Will Asia Go Big In Biosimilars Adoption And Manufacturing?
By Zafar Momin, Calvin Wijaya, and Paul Bernardo, L.E.K. Consulting
Since 1984 when U.S. regulations favoring adoption of generics were enacted, the global generics market has grown to account for roughly 38% of global pharmaceutical spending and this portion is expected to increase to 43% in the next five years.1 Will biosimilars follow the generics trajectory in the next few decades?
While the biosimilars market is still in its early years, many industry watchers expect it to grow faster than all other pharma segments. With biologics accounting for almost a quarter of global pharmaceutical sales, the expiration of their patents will pave the way for intense biosimilar competition. Who will leverage the fast-growth potential of biosimilars?
Historically, Asia has led in generics adoption with approximately 40% of global generics spending coming from this region.2 With more than 300 biosimilars under development in Asia,3 could the region position itself as the center for global biosimilars manufacturing and adoption?

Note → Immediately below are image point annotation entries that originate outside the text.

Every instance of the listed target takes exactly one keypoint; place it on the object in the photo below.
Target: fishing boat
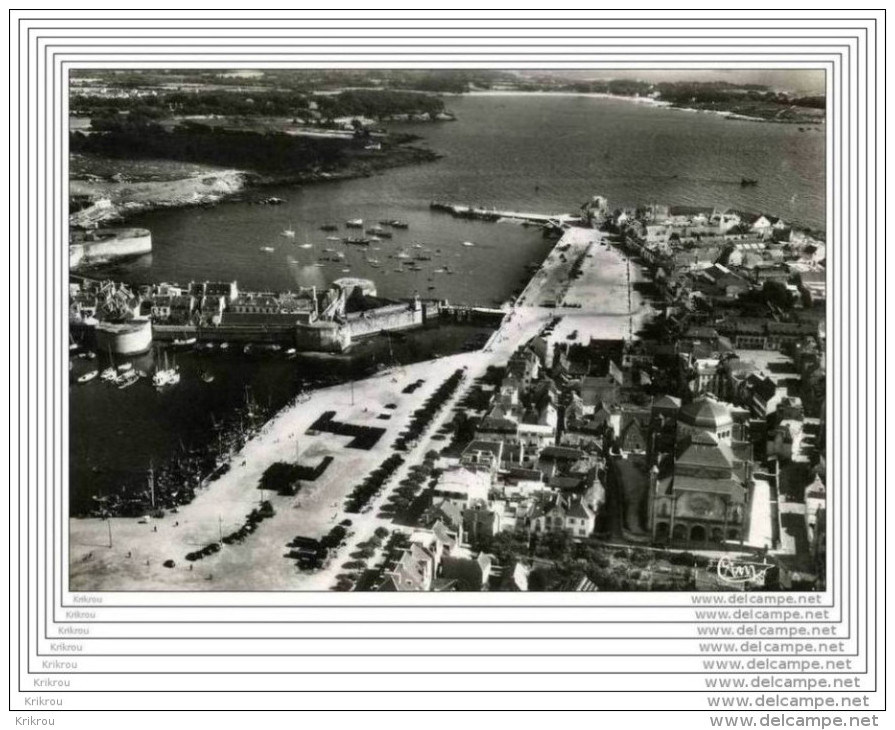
(127, 380)
(166, 375)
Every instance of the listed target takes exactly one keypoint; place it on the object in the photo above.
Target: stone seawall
(393, 317)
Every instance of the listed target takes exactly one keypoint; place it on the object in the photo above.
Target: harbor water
(527, 153)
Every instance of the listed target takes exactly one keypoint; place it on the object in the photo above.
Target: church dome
(706, 413)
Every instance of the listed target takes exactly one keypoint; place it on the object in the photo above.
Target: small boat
(127, 380)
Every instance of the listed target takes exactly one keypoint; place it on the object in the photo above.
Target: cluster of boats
(368, 236)
(176, 481)
(125, 375)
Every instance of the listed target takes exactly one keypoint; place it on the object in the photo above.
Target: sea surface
(532, 153)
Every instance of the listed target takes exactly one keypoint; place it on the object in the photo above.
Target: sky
(806, 82)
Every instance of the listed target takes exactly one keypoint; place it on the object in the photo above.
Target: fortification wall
(397, 317)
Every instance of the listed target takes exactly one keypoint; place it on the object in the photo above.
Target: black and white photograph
(447, 330)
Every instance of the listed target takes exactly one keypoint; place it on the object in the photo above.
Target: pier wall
(109, 244)
(395, 317)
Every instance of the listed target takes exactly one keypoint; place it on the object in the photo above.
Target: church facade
(700, 491)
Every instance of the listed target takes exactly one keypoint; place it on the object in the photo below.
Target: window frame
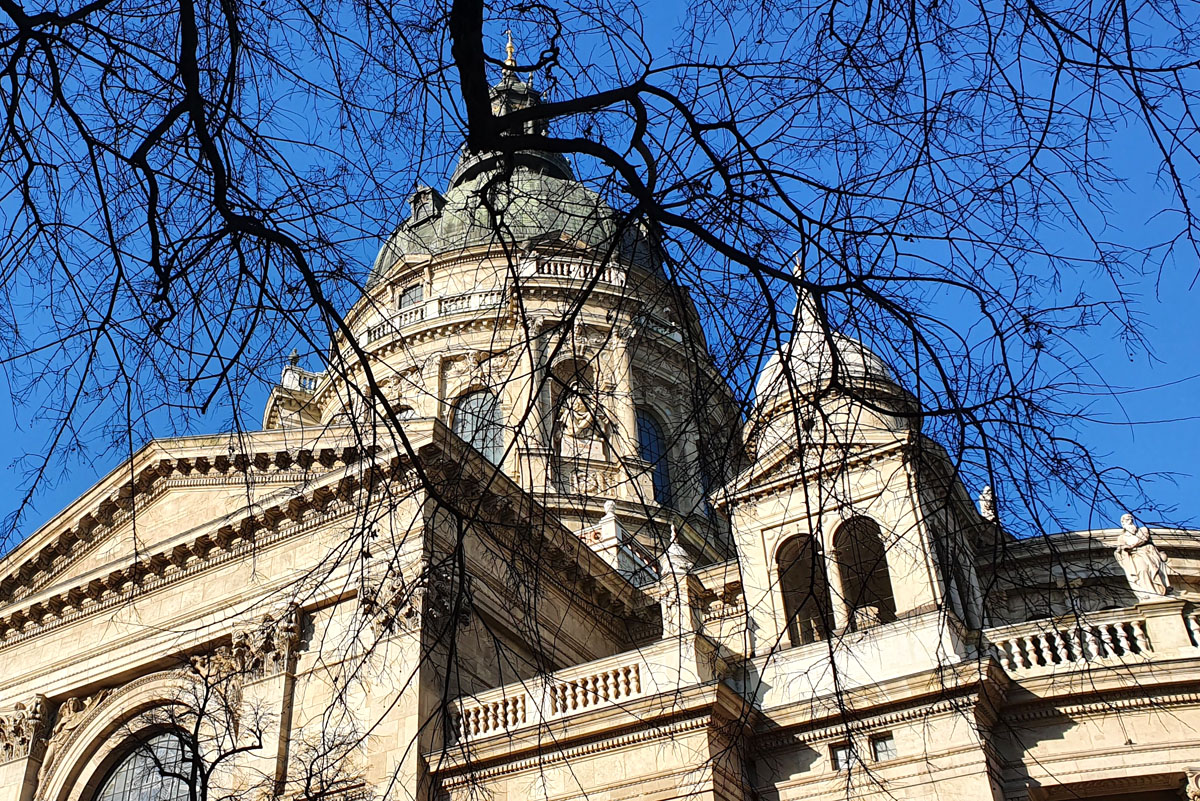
(888, 739)
(491, 444)
(649, 421)
(142, 754)
(851, 756)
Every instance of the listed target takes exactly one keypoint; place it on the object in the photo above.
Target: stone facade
(379, 596)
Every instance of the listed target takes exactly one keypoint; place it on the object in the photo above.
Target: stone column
(625, 434)
(534, 450)
(840, 610)
(679, 594)
(22, 746)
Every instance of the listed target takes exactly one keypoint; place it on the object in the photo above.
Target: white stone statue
(988, 504)
(581, 425)
(1143, 562)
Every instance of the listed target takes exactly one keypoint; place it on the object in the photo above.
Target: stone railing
(297, 378)
(609, 273)
(665, 667)
(433, 308)
(1071, 642)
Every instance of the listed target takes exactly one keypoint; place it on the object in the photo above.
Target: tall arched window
(802, 582)
(477, 419)
(652, 446)
(863, 565)
(155, 769)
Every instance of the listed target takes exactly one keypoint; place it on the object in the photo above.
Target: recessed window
(412, 295)
(652, 446)
(477, 419)
(883, 747)
(154, 769)
(841, 756)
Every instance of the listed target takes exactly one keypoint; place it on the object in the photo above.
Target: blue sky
(1149, 425)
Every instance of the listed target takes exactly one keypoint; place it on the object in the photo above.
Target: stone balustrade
(1045, 644)
(579, 270)
(435, 308)
(664, 667)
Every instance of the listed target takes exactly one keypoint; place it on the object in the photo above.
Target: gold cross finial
(510, 52)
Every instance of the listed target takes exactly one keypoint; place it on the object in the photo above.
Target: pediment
(177, 524)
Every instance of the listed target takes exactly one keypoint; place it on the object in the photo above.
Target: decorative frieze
(149, 485)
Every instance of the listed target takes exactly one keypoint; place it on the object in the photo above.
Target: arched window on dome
(802, 582)
(863, 566)
(155, 769)
(652, 446)
(477, 419)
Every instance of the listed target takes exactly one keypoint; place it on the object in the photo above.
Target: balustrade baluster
(1062, 649)
(1093, 646)
(1140, 642)
(1044, 648)
(1122, 638)
(1110, 646)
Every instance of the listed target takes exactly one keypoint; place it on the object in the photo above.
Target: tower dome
(815, 357)
(515, 199)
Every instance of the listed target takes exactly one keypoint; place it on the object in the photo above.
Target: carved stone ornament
(259, 649)
(390, 604)
(1192, 786)
(448, 596)
(22, 728)
(71, 714)
(676, 560)
(1143, 562)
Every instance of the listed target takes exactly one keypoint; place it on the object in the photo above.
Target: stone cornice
(790, 474)
(971, 685)
(181, 561)
(154, 469)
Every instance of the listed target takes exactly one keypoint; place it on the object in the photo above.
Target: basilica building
(515, 541)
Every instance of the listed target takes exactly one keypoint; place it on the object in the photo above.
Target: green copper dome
(532, 198)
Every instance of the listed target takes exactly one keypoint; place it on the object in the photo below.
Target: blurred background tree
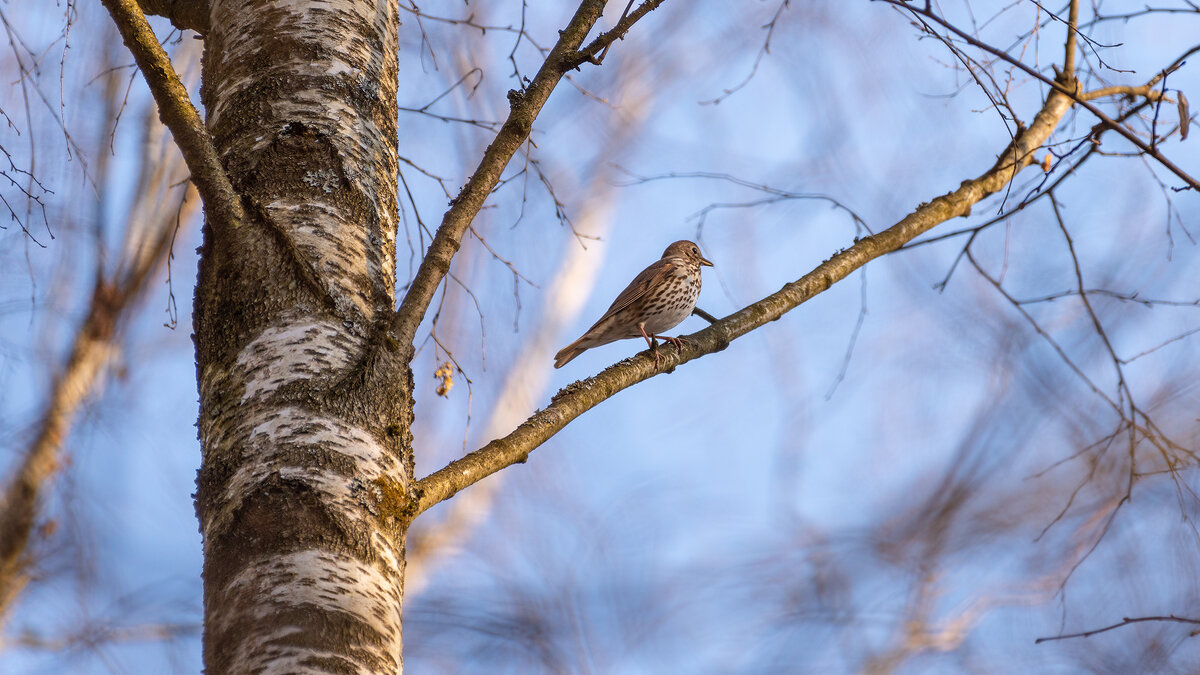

In this Executive Insights, L.E.K. Consulting analyzes how the biosimilars industry could evolve in Asia, examining the industry growth drivers, enablers and challenges it will likely face and how industry players can ride the growth waves.
Growth Drivers
Generics represent 55% of pharma spend in Asia, due to availability and cost-effectiveness. Similarly, the growth of the biosimilar industry will be driven by the following factors:
- Biologics patent expirations. With an estimated US$64B worth of global biologics sales at risk due to patent expirations by 2020, the biosimilars industry is expected to post a double-digit CAGR of 15% (see Figure 1). Furthermore, an additional US$36B worth of biologics will go off patent between 2020 and 2030, fueling R&D activity for the third and fourth wave of biosimilars.
- Patient demographics. With 60% of the global population based in Asia, the potential demand for biosimilars there is expected to be higher than in any other geographic region. Rising urbanization, an increasingly aging population and lifestyle changes in Asia have also led to the growing incidence of non-communicable diseases such as cancer, diabetes and auto-immune disorders. Figure 2 lists a selection of biologics for non-communicable diseases and the addressable Asian patient populations, excluding respondents to small molecule therapies.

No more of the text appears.